Officials noted that there is one other thing blind people need to succeed: motivation.

"If you don't have that determination, you're going to give up with the first impediment that comes along," Robinson said.

Bush said students need to be taught self-advocacy so they will be prepared when such obstacles come along. They need to be able to tell teachers, professors and, eventually, employers what they need to get the job done, such as needing to be in the front of the classroom so they can see the white board or requiring "zoom text" on their computers.

"They should be able to go to an instructor at (Montana State University)-Great Falls College of Technology and say, 'This is what I need, and I need you to get it for me,'" Bush said.

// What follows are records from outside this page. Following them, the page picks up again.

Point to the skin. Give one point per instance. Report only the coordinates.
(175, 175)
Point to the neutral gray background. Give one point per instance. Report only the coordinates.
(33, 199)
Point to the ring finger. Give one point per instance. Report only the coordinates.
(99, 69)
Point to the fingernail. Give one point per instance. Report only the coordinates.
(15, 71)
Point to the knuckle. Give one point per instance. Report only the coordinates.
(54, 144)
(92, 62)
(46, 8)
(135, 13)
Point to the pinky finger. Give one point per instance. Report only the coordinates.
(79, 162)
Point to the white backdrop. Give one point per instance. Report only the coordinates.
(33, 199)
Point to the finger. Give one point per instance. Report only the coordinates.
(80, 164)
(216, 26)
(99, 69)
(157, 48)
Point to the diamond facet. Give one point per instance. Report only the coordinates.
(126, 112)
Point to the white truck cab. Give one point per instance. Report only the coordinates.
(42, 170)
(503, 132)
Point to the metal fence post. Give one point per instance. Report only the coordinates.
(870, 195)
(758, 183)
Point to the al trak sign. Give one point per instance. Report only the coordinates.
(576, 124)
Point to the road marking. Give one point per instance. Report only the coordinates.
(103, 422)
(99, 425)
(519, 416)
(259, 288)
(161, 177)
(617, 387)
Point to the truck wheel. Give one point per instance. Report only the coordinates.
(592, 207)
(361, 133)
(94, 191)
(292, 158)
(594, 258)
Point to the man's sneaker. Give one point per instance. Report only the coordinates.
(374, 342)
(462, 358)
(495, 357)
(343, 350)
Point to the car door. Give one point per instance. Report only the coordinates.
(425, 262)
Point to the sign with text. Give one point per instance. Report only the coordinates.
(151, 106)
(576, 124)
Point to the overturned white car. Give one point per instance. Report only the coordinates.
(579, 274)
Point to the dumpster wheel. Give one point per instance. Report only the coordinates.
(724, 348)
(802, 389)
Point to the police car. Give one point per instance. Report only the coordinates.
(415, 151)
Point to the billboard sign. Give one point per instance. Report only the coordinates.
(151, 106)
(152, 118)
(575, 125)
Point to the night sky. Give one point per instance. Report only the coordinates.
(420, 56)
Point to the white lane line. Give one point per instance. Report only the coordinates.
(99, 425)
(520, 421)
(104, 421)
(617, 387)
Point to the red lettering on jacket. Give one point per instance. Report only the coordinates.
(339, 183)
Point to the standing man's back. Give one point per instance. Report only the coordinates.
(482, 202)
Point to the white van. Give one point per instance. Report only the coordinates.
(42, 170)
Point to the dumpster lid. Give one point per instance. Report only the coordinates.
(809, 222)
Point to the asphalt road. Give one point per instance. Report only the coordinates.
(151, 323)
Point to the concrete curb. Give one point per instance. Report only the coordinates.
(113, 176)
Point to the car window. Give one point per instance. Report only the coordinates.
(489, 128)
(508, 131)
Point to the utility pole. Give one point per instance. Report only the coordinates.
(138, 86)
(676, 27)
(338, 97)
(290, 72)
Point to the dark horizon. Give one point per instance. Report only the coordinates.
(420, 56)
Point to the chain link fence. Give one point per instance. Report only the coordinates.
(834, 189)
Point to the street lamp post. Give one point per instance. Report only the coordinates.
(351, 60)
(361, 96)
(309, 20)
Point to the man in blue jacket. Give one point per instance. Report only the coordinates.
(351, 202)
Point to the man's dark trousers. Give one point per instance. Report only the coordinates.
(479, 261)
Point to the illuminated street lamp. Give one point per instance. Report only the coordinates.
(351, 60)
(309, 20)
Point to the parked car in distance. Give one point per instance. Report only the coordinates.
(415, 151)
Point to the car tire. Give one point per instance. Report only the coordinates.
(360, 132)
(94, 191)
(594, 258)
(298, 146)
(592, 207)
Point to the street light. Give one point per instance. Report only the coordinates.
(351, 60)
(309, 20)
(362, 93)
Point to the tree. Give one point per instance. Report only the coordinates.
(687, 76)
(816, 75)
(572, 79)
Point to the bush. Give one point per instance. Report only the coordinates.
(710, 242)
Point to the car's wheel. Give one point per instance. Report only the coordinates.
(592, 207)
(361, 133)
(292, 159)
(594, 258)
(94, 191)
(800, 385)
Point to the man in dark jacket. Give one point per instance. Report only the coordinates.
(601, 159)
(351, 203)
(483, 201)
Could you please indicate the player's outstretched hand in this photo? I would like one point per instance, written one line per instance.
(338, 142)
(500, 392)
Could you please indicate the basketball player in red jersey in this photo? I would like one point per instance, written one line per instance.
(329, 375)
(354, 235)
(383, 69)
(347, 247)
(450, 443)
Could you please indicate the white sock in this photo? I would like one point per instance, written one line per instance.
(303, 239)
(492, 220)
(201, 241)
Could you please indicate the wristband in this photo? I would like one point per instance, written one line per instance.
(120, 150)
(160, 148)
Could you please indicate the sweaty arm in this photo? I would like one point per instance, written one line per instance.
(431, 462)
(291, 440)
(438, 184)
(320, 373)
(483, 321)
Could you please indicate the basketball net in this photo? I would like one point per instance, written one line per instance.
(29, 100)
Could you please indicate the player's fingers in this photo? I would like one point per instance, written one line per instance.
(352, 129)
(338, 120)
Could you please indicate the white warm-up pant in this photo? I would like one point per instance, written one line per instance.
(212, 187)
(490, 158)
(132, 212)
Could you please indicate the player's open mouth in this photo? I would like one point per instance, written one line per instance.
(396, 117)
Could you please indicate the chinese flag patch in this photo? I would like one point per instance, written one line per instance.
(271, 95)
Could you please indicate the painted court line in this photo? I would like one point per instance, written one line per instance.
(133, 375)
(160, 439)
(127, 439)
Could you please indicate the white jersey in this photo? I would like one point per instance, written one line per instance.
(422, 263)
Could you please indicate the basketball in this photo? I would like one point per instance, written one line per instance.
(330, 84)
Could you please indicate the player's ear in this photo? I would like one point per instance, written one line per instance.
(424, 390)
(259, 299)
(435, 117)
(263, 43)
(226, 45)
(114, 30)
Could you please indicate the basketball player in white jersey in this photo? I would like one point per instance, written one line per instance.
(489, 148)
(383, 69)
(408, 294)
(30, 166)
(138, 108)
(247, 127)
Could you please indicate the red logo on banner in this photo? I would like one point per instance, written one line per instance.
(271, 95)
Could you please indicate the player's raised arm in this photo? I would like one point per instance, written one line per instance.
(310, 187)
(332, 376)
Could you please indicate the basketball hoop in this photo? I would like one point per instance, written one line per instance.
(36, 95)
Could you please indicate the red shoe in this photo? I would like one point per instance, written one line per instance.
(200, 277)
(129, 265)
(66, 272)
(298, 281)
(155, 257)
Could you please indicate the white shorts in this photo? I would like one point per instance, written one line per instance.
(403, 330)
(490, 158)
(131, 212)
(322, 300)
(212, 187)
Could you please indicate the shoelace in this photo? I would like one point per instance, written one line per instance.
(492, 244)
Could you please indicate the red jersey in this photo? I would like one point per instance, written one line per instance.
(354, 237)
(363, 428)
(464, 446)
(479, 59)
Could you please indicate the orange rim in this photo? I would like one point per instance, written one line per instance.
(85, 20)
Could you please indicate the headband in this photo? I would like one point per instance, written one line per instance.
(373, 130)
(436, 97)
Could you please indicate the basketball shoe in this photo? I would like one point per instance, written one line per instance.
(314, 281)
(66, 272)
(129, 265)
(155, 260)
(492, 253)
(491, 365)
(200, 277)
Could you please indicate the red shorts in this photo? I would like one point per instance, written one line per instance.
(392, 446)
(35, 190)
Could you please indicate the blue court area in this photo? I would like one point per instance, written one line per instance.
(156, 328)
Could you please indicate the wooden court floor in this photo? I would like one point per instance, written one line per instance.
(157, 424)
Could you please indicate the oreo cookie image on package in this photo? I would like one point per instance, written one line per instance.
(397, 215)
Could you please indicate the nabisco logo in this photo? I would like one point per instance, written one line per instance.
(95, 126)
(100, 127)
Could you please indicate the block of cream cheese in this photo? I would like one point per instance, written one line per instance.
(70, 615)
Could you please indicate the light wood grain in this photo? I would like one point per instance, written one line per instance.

She added that ingraining this ability in blind students falls in the hands of teachers, including parents, who need to work more with the student on self-advocacy, hold him or her more accountable, and include the student in the process of how things get accomplished.

"Each year make them more and more responsible, so by the time they're a junior or senior in high school, they can do things for themselves," she said.

Bush believes any blind person has the potential to be like Bruce Breslauer, who has a bachelor's degree, three master's degrees and a fourth master's in the works, and is a certified vision rehabilitation therapist. Breslauer also is a ham radio operator, and is working with the Paris Gibson Square Museum of Art to get the Braille signage there up to snuff.

Breslauer has worked as a music history class listening assistant, a museum curator, a director of reading services, a counselor at rehabilitation services and an instructor for computer classes for the blind. He also worked for Guide Dogs for the Blind.

"Then I came to work in orientation and mobility (at Blind and Low Vision Services), and now I've worked for the state of Montana for two years in June," he said.